Elise entre dans l'appartement de Félix avec un air ennuyé.
Il ne se lève même pas, habitué à ses entrées en coup de vent, et termine tranquillement son repas du midi.
- Tu es contrariée depuis deux jours, maintenant, ça ne te ressemble pas.
- Tu n'es pas en cours, ça ne te ressemble pas non-plus, mais je ne te fais de réflexion, lâche-t-elle en se laissant tomber sur la chaise en face de lui.
Elle retire sa longue écharpe, et son manteau, qu'elle balaie en les lançant sur la chaise à sa gauche.
- Je n'ai même pas eu le temps de faire mettre mon annonce sur Pôle Emploi, se plaint-elle. Et j'ai seize candidatures !
- Dix-sept, dit-il la bouche semi-pleine.
- Hein ? demande-t-elle en le dévisageant.
Mais Félix est déjà debout, et sort deux feuilles de son sac, pour les poser devant elle.
- C'est une blague ?
Il vient de lui donner son CV et sa lettre de motivation.
- Pourquoi tu ne choisis pas ceux que tu veux rencontrer ? Même moi. J'aimerais travailler pour toi, mais pas nécessairement longtemps. Si je ne conviens pas à ce que tu attends d'un couturier, ne me prends pas. Je ne t'en voudrais pas, ce sera un choix logique. Tu peux même me dire demain que tu ne veux pas de moi. Mais réfléchis-y seulement sérieusement.

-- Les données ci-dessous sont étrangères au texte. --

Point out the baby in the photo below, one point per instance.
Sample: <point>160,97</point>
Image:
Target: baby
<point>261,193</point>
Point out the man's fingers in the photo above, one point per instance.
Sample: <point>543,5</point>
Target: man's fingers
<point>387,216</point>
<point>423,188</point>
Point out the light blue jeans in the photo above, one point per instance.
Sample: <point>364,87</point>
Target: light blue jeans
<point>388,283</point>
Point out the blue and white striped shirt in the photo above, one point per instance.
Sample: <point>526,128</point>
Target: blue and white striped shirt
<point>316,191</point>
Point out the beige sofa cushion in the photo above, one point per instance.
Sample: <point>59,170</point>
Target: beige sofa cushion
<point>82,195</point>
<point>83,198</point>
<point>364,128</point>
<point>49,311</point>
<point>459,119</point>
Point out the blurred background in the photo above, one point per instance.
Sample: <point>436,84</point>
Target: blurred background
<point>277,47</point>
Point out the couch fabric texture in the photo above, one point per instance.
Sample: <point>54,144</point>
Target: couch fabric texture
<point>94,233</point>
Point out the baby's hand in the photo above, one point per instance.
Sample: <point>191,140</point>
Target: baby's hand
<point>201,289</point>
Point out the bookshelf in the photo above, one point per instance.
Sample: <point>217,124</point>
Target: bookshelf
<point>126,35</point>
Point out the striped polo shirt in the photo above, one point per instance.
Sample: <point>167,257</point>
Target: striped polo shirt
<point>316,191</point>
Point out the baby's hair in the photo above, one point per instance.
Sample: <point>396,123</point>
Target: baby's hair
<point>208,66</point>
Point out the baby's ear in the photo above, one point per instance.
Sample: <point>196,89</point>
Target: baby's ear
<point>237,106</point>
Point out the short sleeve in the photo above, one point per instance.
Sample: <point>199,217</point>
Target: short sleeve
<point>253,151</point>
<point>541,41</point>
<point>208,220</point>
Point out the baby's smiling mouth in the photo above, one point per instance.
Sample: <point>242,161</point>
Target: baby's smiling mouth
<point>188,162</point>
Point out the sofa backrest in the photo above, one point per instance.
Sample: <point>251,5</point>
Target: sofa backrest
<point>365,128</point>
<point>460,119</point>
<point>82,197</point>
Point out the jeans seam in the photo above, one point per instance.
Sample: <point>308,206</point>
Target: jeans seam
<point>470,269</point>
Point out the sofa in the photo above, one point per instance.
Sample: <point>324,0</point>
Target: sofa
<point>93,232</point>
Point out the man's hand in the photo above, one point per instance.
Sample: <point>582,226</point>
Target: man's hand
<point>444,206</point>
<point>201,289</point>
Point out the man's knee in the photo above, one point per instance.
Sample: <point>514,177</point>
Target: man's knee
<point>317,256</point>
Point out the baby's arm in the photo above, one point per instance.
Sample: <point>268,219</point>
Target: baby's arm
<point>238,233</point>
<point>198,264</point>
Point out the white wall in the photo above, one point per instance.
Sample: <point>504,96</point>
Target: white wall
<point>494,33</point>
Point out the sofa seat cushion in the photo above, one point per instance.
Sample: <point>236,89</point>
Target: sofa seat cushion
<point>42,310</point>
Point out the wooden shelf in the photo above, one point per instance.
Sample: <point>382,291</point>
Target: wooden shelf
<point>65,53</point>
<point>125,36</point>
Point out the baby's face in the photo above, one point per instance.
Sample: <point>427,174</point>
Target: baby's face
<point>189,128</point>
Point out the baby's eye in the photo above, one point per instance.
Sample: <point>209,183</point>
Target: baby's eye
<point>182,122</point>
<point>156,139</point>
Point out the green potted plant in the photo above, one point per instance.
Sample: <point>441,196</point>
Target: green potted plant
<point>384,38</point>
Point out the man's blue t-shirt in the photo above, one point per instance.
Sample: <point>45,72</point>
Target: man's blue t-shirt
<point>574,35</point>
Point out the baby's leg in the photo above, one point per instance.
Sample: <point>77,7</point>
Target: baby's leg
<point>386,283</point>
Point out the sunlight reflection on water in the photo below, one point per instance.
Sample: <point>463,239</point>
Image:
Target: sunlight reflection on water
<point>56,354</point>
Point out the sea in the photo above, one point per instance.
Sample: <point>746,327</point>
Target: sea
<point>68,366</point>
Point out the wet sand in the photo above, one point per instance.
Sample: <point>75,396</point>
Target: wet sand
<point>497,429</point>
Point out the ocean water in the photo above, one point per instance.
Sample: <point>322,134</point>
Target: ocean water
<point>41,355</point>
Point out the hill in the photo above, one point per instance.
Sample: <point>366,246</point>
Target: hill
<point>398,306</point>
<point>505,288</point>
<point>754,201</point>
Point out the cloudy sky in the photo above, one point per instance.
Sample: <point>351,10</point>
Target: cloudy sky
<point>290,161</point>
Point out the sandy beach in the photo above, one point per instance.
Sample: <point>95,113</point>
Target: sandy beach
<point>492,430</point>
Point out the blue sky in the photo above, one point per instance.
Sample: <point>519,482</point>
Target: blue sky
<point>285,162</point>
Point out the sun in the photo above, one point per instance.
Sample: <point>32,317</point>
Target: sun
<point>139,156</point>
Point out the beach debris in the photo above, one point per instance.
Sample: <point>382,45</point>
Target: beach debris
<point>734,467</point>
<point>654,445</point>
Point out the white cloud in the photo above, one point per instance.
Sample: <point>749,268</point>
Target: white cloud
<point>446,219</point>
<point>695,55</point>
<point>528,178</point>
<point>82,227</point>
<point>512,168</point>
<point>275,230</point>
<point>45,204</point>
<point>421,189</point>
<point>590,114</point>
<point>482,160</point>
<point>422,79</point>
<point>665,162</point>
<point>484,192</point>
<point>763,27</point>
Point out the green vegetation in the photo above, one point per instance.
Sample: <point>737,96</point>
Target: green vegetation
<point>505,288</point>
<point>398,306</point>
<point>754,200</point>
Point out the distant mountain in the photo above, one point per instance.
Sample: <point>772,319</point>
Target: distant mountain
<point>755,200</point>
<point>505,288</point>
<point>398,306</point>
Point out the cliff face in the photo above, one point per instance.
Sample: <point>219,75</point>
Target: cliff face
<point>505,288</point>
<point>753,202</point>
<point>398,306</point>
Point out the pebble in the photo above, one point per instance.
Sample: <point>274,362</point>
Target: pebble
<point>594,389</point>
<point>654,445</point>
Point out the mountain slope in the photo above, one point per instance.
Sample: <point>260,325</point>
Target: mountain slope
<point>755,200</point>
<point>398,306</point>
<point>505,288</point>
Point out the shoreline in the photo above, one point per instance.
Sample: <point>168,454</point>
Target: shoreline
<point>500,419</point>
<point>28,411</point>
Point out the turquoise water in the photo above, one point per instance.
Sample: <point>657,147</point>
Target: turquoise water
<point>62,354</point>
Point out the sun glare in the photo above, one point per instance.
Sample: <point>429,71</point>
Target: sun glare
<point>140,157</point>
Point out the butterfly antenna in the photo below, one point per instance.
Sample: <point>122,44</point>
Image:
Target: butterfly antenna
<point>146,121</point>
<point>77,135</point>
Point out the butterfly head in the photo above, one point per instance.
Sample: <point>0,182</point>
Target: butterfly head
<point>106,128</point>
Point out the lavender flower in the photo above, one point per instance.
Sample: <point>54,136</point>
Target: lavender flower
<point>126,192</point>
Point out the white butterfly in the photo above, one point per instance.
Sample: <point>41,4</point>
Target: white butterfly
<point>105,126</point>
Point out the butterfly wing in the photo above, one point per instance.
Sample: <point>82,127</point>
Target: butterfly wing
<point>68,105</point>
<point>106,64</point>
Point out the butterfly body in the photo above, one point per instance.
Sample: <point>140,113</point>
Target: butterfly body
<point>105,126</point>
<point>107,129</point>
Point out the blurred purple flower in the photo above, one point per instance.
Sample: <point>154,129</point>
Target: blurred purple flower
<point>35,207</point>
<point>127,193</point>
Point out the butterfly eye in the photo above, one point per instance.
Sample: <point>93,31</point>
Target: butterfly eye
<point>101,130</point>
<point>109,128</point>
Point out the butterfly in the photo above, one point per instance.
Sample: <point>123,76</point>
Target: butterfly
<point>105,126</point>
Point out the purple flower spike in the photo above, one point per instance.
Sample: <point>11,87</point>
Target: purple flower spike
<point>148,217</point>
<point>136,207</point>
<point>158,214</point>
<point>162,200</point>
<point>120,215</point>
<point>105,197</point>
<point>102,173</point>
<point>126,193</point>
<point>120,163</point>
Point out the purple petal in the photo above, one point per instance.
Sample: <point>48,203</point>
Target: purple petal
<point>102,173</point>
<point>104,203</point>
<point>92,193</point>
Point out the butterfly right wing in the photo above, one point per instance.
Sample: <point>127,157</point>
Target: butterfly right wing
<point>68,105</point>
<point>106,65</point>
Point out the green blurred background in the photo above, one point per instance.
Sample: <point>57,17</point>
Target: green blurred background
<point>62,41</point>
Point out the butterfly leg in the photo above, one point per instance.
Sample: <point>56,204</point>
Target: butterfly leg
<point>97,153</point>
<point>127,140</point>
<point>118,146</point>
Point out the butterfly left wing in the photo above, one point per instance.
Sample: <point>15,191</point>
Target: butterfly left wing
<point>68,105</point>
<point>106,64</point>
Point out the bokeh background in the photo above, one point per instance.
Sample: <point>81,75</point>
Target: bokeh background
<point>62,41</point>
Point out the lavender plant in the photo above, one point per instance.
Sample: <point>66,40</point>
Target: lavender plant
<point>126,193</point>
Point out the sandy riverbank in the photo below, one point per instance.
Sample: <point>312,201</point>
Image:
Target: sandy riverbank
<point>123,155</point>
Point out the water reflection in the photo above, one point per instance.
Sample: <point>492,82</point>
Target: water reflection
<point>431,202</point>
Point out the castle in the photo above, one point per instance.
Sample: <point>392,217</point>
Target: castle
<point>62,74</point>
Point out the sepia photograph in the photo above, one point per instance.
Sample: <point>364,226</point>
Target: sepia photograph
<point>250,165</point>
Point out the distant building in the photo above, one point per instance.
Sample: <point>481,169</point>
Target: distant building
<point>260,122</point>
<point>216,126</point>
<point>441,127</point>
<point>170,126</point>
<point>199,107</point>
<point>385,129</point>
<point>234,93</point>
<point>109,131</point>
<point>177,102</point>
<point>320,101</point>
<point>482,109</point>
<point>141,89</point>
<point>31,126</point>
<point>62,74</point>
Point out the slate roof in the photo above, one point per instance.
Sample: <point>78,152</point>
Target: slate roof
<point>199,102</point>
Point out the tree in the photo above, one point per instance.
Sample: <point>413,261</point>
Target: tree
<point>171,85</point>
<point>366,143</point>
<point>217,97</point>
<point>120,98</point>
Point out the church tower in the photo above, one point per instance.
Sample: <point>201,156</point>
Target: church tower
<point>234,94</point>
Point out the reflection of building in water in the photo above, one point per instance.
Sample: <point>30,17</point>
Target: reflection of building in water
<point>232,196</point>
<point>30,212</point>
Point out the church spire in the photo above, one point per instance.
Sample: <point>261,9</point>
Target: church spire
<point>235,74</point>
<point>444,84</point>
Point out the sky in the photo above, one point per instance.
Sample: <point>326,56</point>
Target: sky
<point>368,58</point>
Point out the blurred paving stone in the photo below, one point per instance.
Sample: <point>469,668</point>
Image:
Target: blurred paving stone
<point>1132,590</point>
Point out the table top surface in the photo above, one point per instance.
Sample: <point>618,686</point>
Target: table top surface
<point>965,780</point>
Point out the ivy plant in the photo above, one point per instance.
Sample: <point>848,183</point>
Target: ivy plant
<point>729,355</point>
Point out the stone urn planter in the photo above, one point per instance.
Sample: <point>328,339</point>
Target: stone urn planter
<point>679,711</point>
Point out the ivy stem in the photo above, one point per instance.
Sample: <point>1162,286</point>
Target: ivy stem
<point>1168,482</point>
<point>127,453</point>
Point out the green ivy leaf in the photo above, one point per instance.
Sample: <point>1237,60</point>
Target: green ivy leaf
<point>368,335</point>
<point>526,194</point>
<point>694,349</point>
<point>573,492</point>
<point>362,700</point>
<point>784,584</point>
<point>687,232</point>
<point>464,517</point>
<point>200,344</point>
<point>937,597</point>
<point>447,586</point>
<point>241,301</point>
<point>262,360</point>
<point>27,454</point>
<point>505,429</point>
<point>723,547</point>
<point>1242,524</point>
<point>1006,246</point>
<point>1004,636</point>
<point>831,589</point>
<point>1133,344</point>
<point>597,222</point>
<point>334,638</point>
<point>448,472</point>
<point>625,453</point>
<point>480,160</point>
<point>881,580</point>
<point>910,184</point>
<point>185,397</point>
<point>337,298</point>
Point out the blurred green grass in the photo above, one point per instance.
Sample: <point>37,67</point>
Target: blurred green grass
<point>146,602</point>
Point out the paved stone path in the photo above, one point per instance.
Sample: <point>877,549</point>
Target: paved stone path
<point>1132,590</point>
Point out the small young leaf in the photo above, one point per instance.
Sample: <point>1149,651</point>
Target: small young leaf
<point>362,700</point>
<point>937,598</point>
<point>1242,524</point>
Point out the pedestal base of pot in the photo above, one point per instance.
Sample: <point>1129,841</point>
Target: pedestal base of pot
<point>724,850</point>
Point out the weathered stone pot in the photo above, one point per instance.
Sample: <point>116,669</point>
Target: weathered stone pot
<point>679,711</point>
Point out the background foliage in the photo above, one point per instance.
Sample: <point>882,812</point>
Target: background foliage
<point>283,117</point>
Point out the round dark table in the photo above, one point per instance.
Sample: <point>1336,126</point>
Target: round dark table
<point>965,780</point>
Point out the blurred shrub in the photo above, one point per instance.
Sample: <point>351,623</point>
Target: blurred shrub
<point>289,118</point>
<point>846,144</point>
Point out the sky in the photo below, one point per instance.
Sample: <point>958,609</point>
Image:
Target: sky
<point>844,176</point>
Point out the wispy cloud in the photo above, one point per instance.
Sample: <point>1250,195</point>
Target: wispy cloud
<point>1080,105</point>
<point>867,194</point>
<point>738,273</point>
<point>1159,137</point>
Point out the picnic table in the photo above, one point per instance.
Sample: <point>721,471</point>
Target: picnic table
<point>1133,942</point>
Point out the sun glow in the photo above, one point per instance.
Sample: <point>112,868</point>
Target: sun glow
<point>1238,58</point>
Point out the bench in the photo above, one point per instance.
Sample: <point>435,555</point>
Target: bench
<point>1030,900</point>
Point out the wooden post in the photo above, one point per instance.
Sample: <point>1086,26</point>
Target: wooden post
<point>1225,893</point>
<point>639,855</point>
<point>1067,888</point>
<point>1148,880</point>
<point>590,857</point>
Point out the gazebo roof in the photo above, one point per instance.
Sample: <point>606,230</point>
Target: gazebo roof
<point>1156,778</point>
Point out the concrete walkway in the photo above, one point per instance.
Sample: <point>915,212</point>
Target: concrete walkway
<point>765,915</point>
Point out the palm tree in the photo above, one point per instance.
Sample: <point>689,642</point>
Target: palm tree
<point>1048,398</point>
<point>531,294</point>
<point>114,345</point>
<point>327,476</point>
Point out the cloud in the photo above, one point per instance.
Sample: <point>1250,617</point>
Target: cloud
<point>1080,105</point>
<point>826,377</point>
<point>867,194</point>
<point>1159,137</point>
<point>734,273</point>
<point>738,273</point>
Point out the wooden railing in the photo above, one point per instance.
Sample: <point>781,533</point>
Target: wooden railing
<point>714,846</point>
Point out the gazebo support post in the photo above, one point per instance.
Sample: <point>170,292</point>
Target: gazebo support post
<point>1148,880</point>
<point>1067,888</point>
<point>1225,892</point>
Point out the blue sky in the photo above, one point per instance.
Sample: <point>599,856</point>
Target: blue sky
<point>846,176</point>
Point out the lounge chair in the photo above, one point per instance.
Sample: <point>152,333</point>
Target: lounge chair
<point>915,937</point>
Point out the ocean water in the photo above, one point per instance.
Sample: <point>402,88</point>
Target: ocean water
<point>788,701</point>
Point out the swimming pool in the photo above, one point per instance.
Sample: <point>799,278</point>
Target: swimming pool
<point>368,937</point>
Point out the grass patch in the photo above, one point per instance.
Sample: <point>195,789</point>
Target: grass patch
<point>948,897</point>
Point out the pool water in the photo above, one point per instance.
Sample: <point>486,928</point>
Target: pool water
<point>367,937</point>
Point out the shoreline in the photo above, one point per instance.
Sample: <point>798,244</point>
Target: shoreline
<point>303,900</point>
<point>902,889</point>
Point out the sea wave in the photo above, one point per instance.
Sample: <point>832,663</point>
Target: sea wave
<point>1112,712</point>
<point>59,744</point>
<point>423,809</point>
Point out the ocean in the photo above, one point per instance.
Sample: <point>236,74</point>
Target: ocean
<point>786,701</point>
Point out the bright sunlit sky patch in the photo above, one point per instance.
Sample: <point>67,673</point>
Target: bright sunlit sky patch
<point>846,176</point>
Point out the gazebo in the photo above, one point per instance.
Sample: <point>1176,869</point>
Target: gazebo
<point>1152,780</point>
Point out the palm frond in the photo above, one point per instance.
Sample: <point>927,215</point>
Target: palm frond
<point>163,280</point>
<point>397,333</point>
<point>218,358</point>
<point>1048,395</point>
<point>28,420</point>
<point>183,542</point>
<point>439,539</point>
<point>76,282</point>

- Temps partiel ? demande-t-elle avec un soupir, les feuilles dans les mains.
Il hoche la tête.
- Je voudrais terminer mes études.
Elle acquiesce et se lève en lisant la première page. Elle se rend dans la cuisine, souriant légèrement en pensant au loisir « aime lire », et trouve une fourchette propre.
Félix grogne quand elle se rassoit devant lui en lui piquant une pâte, et elle l'ignore superbement.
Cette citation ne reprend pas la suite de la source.